The water level in the chambers (with the exception of the final top-up section) can be adjusted thanks to the nifty baffles included with the sump. These are sheets of blue acrylic which can be fixed in place at varying heights using the included nylon bolts. The adjustable baffles aren’t watertight (and they’re not intended to be), but they work excellently when the sump is in use to fine-tune the levels in the first three chambers. This gives a good degree of flexibility; it comes in handy, for example, when using skimmers that are sensitive to water level, allowing for a consistent water height to be achieved in the appropriate chamber rather than bodging a stand for the skimmer. It also just generally makes the sump very versatile, allowing users to adjust water levels according to future modifications and system tweaks.
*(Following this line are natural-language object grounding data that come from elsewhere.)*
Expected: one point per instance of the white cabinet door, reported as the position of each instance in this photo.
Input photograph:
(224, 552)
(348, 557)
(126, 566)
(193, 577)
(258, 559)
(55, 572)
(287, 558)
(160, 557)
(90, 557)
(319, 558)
Using the baffles allows the water height to be varied from around 195mm to around 250mm in the first chamber and 130mm to around 250mm in the second chamber — there is no theoretical minimum water level in chamber three, but you’ll obviously need sufficient depth to run the return pump. Depending on the equipment used and the system’s requirements, some degree of experimentation and a ‘suck it and see’ approach will be necessary to arrive at the best arrangement of the baffles, but having the option of altering the sump’s levels is a big plus point.
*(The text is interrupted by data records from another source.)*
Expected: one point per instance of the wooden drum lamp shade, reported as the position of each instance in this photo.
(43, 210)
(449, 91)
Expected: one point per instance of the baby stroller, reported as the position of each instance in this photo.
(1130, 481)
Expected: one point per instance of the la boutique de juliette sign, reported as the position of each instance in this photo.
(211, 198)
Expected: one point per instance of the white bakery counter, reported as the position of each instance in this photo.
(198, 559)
The instructions are clear and well laid out; aquarists with even a little experience will have a good idea of what they’d like to achieve, and have no problem figuring out how to set the sump up. I would have liked to see a little more detail in the instructions for novice aquarists; perhaps some visuals outlining possible equipment placement options or how to best incorporate a refugium would help here (but I’m being picky there if I’m honest).
Also available is the smaller ‘medium’ version. This is more compact and designed for smaller tanks and cabinets (it’s recommended for aquariums up to 150 l), being only 500 x 380 x 400mm (L x W x H). The design of this version is really clever — it still utilises four chambers as in the large model (it also features the same moveable baffle concept), but instead of a ‘linear’ layout, the chambers are arranged in a ‘2 x 2’ format (think of a slice of Battenberg cake and you get the idea). So while the sump is just as feature-packed and versatile as its bigger relative, the reduced length means it’s going to be better suited to smaller cabinets. I can see some mileage in even larger versions of my test model for bigger aquariums.
EA’s Jeremy Gay confirms that an ‘XL’ version is in the pipeline, with an ‘XXL’ form also being a possibility for really whopping systems — so watch this space…
This is a very well thought-out sump design, offering bags of features and being extremely flexible. The build quality is superb, and if you’re after a well-made and versatile off-the-peg sump for a build from scratch, or looking to upgrade an existing sump — well, I think you might have just found it.
Ease of use: 4.5/5
Value for money: 4.5/5
Price: RRPs £149 (Large); £99 (Medium).